Beide Teams treffen (BTTS) – Bundesliga-Statistiken

Beide Teams treffen BTTS Bundesliga – Statistiken und Paarungsanalyse

Wenn beide treffen

Both Teams to Score — kurz BTTS — ist einer der klarsten und transparentesten Wettmärkte der Bundesliga. Kein Sieger nötig, kein Ergebnis, keine Torlinie. Die einzige Frage lautet: Treffen beide Mannschaften mindestens einmal? Ja oder Nein. Diese Binärstruktur macht BTTS zu einem Markt, der sich außergewöhnlich gut mit Daten analysieren lässt — und gleichzeitig zu einem Markt, den viele Wettende aus Bequemlichkeit unterschätzen.
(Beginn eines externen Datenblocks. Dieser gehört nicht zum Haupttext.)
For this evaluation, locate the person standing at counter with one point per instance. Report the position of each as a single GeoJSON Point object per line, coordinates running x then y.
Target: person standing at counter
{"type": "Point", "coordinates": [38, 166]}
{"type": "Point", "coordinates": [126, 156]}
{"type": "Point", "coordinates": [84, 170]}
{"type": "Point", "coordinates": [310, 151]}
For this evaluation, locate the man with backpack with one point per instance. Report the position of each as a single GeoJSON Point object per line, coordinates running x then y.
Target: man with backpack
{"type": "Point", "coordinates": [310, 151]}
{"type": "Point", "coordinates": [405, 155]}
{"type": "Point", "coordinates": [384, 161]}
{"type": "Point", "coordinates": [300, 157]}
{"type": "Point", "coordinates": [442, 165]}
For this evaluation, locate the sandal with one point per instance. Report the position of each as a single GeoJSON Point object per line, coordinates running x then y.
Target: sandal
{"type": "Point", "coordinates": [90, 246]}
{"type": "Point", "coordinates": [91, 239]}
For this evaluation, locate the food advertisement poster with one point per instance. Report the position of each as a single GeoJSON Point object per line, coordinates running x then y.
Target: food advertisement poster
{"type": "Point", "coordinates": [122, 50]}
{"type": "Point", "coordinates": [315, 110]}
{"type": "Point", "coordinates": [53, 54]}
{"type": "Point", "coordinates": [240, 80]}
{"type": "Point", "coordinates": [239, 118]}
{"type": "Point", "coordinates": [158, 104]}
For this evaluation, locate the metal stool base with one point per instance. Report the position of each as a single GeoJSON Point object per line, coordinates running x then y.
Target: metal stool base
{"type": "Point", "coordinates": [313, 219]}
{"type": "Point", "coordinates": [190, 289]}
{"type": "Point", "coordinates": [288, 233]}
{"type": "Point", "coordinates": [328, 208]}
Die Bundesliga bietet für BTTS ein ideales Umfeld. Mit einem der höchsten Torschnitte unter den europäischen Top-Ligen und einer offensiven Spielphilosophie, die sich durch fast alle Mannschaften zieht, treffen beide Teams in der Bundesliga häufiger als in den meisten anderen Wettbewerben. Das ist kein Zufall, sondern ein strukturelles Merkmal der Liga — das Ergebnis eines taktischen Selbstverständnisses, das Offensive belohnt und das sich für informierte Wetter in klare Value-Gelegenheiten übersetzen lässt.

BTTS in der Bundesliga: Rund 59 Prozent sind kein Zufall

In rund 59 Prozent aller Bundesliga-Spiele treffen beide Mannschaften (WinDrawWin). Diese Zahl schwankt je nach Saison leicht — mal liegt sie bei 58, mal bei 63 Prozent —, bleibt aber über Jahre hinweg bemerkenswert stabil. Zum Vergleich: In der Serie A liegt die BTTS-Rate bei etwa 50 bis 53 Prozent, in der Ligue 1 bei rund 48 bis 52 Prozent (FootyStats).

Was bedeutet das für den Wettmarkt? Bei einer fairen Quote ohne Marge müsste BTTS Ja bei 59 Prozent Wahrscheinlichkeit eine Quote von rund 1.69 haben. Die tatsächlich angebotenen Quoten liegen je nach Paarung typischerweise zwischen 1.55 und 1.90 — und genau diese Spannweite ist der Raum, in dem Value entsteht oder verschwindet.

Diese knapp-60-Prozent-Rate ist ein Durchschnitt. Sie verbirgt eine enorme Streuung zwischen einzelnen Paarungen. Ein Spiel zwischen zwei offensivstarken Mannschaften mit schwacher Defensive kann eine BTTS-Wahrscheinlichkeit von 75 Prozent oder mehr haben, während ein Duell zwischen zwei defensivorientierten Teams bei unter 40 Prozent landet. Wer den Ligadurchschnitt als Basisrate nimmt und dann die spezifische Paarung analysiert, hat den richtigen methodischen Ansatz.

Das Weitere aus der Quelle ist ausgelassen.